SHANGHAI-China’s stock market has tumbled this week after revelations of larger than expected capital outflows in 2015, compounding investors’ fears of a global economic slowdown and prompting questions about the health of the Chinese economy.

After a drop of more than 6 percent on Tuesday, the Shanghai Composite Index stemmed the flow somewhat on Wednesday with a 0.5 percent fall, finishing the trading day at 2,736 – its lowest level in 13 months. Tokyo’s Nikkei 225 rose 2.7 in comparison while Hong Kong’s Hang Seng finished 1 percent higher. That performance trails Wall Street’s rally on Tuesday.

“Stock market turbulence and uncertainly does tend to dampen consumer confidence among the huge group of private investors in China,” said Peter Williamson, professor of international management at the University of Cambridge’s Judge Business School, though he added he still doesn’t see this impacting the economy’s shift to a consumer-driven model at this stage.

“Many of those driving the growth in consumption, however, are young people who are less exposed to the stock market and may even benefit from moderating property prices,” he said.

More broadly, China’s gross domestic product growth is expected to slow further to 6.5 percent this year, down from last year’s 6.9 percent. Capital outflows jumped in December, with the estimated 2015 total reaching $676 billion, according to the Institute of International Finance (IIF), as money managers take out their money “in the face of concerns about a weakening currency”.

China has been relying on its $3 trillion-plus reserves to reduce yuan volatility following August 2015’s unexpected devaluation, though Williamson said the currency hasn’t rubbed off a lot on consumer spending at home.

“The yuan, which actually hasn’t fallen much compared to other global currencies that can move 2 percent or 3 percent in a day, doesn’t have a great deal of impact on domestic consumers, but it is likely to cause a slowdown in Chinese spending overseas, where many of the luxury purchases of luxury goods are made, especially if the yuan continues to weaken,” he said.

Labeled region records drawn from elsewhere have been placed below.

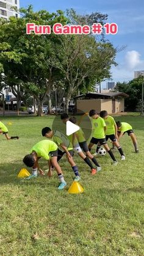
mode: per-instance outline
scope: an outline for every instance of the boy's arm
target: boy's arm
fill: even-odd
[[[45,174],[43,171],[43,170],[41,170],[41,169],[40,169],[40,166],[39,166],[39,163],[38,163],[38,160],[39,159],[41,158],[40,157],[38,157],[37,161],[35,163],[35,164],[34,166],[34,168],[37,168],[38,170],[39,170],[40,174],[41,174],[42,175],[45,175]]]
[[[118,139],[118,128],[117,128],[117,125],[116,125],[116,123],[114,124],[114,126],[115,126],[115,136],[116,139]]]
[[[50,159],[48,160],[48,169],[49,170],[47,175],[49,177],[51,177],[52,175],[52,172],[51,170],[51,161]]]
[[[71,155],[70,154],[70,153],[68,152],[67,147],[65,147],[65,145],[63,144],[60,144],[60,147],[63,149],[63,150],[65,150],[67,156],[68,156],[68,158],[71,158]]]

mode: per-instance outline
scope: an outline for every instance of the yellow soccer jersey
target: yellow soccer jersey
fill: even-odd
[[[41,157],[46,160],[49,159],[49,152],[57,150],[57,145],[54,141],[49,140],[41,141],[37,143],[31,152],[35,151],[38,157]]]
[[[96,119],[93,119],[93,124],[94,126],[93,137],[96,139],[104,139],[105,134],[104,128],[106,125],[104,119],[100,117]]]
[[[5,126],[5,125],[4,125],[3,123],[2,123],[2,122],[0,122],[0,129],[2,130],[3,133],[8,132],[7,128]]]
[[[106,131],[105,134],[115,134],[115,125],[116,125],[116,123],[115,122],[114,119],[110,115],[107,115],[107,118],[106,119],[104,119],[104,121],[107,126],[107,130]]]

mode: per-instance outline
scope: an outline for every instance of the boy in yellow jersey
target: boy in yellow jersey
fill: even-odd
[[[69,117],[67,113],[62,114],[60,118],[63,123],[65,124],[67,123],[67,121],[69,121]],[[72,143],[73,144],[73,143],[74,142],[74,141],[73,141],[73,134],[71,134],[69,136],[68,136],[68,138],[71,142],[71,143]],[[79,155],[79,156],[85,161],[85,163],[86,163],[86,164],[90,167],[92,175],[95,175],[96,174],[96,170],[93,167],[93,164],[92,164],[89,158],[87,156],[85,156],[85,155],[82,152],[77,138],[74,139],[74,145],[73,147],[73,149],[74,151],[76,152]]]
[[[52,131],[49,127],[45,127],[41,131],[42,136],[48,139],[53,139],[54,142],[58,146],[57,162],[66,153],[68,161],[70,164],[76,177],[74,179],[75,181],[80,180],[78,168],[73,161],[73,145],[68,138],[59,131]]]
[[[77,120],[75,117],[71,117],[69,119],[69,120],[71,122],[71,123],[74,123],[74,125],[77,124]],[[99,164],[98,163],[96,159],[95,158],[95,157],[91,154],[91,153],[88,150],[88,148],[87,143],[85,137],[84,133],[81,127],[78,131],[77,131],[76,133],[73,134],[73,141],[74,145],[74,141],[76,139],[77,139],[79,145],[80,146],[81,148],[84,151],[86,156],[88,157],[96,166],[97,172],[99,172],[99,170],[101,170],[101,168],[100,166],[99,165]],[[93,172],[93,170],[92,172]]]
[[[4,134],[7,139],[19,139],[18,136],[11,136],[8,134],[8,129],[2,122],[0,122],[0,134]]]
[[[88,145],[88,149],[90,151],[94,144],[98,144],[98,142],[101,145],[103,145],[106,150],[109,153],[110,156],[113,160],[112,165],[116,166],[118,163],[111,149],[107,144],[105,137],[105,133],[106,131],[106,125],[103,119],[99,117],[95,109],[92,109],[89,112],[89,115],[92,118],[94,125],[94,133],[90,142]]]
[[[32,175],[28,177],[31,178],[37,176],[37,170],[44,174],[43,170],[40,168],[38,160],[43,158],[48,160],[49,164],[48,176],[51,176],[51,166],[54,167],[60,181],[60,185],[58,189],[63,189],[67,185],[67,183],[64,180],[62,169],[59,165],[57,158],[57,145],[53,141],[45,140],[41,141],[37,143],[31,149],[31,153],[24,156],[23,163],[29,167],[32,167]]]
[[[131,137],[134,146],[135,152],[139,153],[137,141],[134,134],[132,127],[131,125],[125,122],[120,122],[120,121],[116,122],[116,124],[118,128],[118,140],[119,141],[124,133],[127,133],[128,136]]]
[[[108,115],[107,112],[106,110],[103,110],[100,112],[99,115],[103,118],[107,126],[107,129],[105,132],[106,139],[107,141],[109,139],[113,142],[113,145],[117,147],[120,155],[121,160],[125,160],[125,156],[124,155],[123,150],[120,145],[117,141],[117,126],[115,122],[114,119],[111,115]],[[98,145],[96,148],[96,152],[98,152],[100,147]]]

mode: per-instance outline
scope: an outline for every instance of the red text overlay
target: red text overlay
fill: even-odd
[[[101,23],[93,23],[92,26],[88,25],[64,25],[56,23],[52,26],[49,25],[36,25],[35,23],[27,23],[26,34],[30,35],[31,32],[36,35],[51,34],[56,35],[88,35],[92,33],[99,35],[102,33],[115,35],[118,32],[118,25],[116,23],[106,23],[103,26]]]

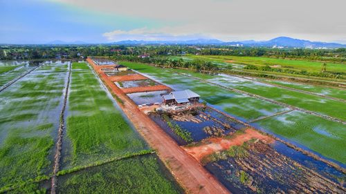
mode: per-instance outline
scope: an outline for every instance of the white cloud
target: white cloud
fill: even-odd
[[[167,26],[136,26],[104,34],[159,38],[200,35],[222,40],[268,39],[290,36],[345,40],[345,0],[54,0],[102,12],[159,21]],[[155,26],[155,25],[154,25]],[[122,29],[123,30],[123,29]],[[131,36],[130,36],[131,35]]]

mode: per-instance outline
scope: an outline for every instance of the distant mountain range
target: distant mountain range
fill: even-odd
[[[89,44],[83,41],[66,42],[60,40],[55,40],[48,42],[46,44],[52,45],[69,45],[69,44]],[[286,37],[280,37],[268,41],[240,41],[226,42],[218,39],[198,39],[187,41],[138,41],[138,40],[125,40],[109,43],[107,44],[113,45],[224,45],[224,46],[244,46],[252,47],[273,47],[277,48],[346,48],[345,44],[337,43],[327,43],[322,41],[311,41],[308,40],[302,40],[293,39]]]
[[[254,40],[225,42],[218,39],[199,39],[188,41],[137,41],[127,40],[111,43],[117,45],[139,45],[139,44],[181,44],[181,45],[243,45],[254,47],[288,47],[288,48],[346,48],[346,45],[336,43],[321,41],[310,41],[296,39],[286,37],[277,37],[268,41],[257,41]]]
[[[60,41],[60,40],[55,40],[53,41],[48,42],[46,44],[65,44],[65,45],[67,45],[67,44],[86,44],[86,43],[86,43],[86,42],[79,41],[68,42],[68,41]]]

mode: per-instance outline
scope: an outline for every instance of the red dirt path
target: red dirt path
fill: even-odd
[[[247,128],[245,133],[239,134],[231,139],[222,137],[212,137],[206,139],[201,146],[194,147],[183,147],[183,148],[198,161],[205,156],[209,155],[217,151],[229,149],[233,146],[242,145],[253,138],[259,139],[266,143],[272,143],[274,139],[269,136],[260,133],[258,131]]]
[[[167,87],[165,85],[158,85],[152,86],[122,88],[122,92],[124,92],[124,93],[130,94],[130,93],[158,91],[158,90],[171,90],[171,88]]]
[[[141,79],[147,79],[148,78],[140,74],[131,74],[128,75],[111,76],[109,79],[111,81],[135,81]]]
[[[215,177],[183,150],[155,122],[145,115],[90,59],[88,61],[111,92],[119,97],[124,113],[188,193],[230,193]]]

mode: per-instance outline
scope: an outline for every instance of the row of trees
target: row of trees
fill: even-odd
[[[244,67],[244,69],[266,71],[266,72],[277,72],[289,73],[294,75],[302,75],[306,76],[313,76],[313,77],[329,77],[334,79],[343,79],[345,76],[345,73],[327,71],[326,64],[324,64],[322,66],[321,72],[308,72],[304,70],[298,71],[298,70],[291,70],[289,68],[272,68],[268,65],[265,66],[256,66],[253,65],[247,65]]]
[[[147,55],[151,57],[184,54],[299,58],[307,60],[346,62],[346,49],[293,49],[226,46],[2,46],[0,59],[35,59],[60,57],[73,59],[80,56]]]
[[[116,55],[112,57],[116,61],[127,61],[155,64],[168,68],[187,68],[194,70],[215,72],[219,70],[216,64],[202,60],[183,61],[181,59],[174,60],[164,57],[138,57],[131,55]]]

Michael Pettis, a former Wall Street trader and professor of finance at Peking University’s Guanghua School of Management has been pointing out the growing inequalities in China’s economy and predicted the China led commodities price collapse back in 2012.

Pettis points out that the current trajectory of China’s economy is following the examples of growing national economies throughout the 20th century, including the Soviet Union after its formation and Japan of the 1980s.

Like China, these countries’ governments artificially propped up investment in order to quickly grow and establish trade surpluses, before switching emphasis to a consumer-led economy.

Given what history has shown us from the development of other developing economies, China’s slowdown shouldn’t be a surprise, he argued.

“One of the things that really struck me was that during the miracle periods, at first when growth rates are really high, everyone is shocked. And then during the adjustment period, it slows so quickly, we’re all shocked. It’s always like that. We’re shocked on the way up and shocked on the way down,” Pettis said.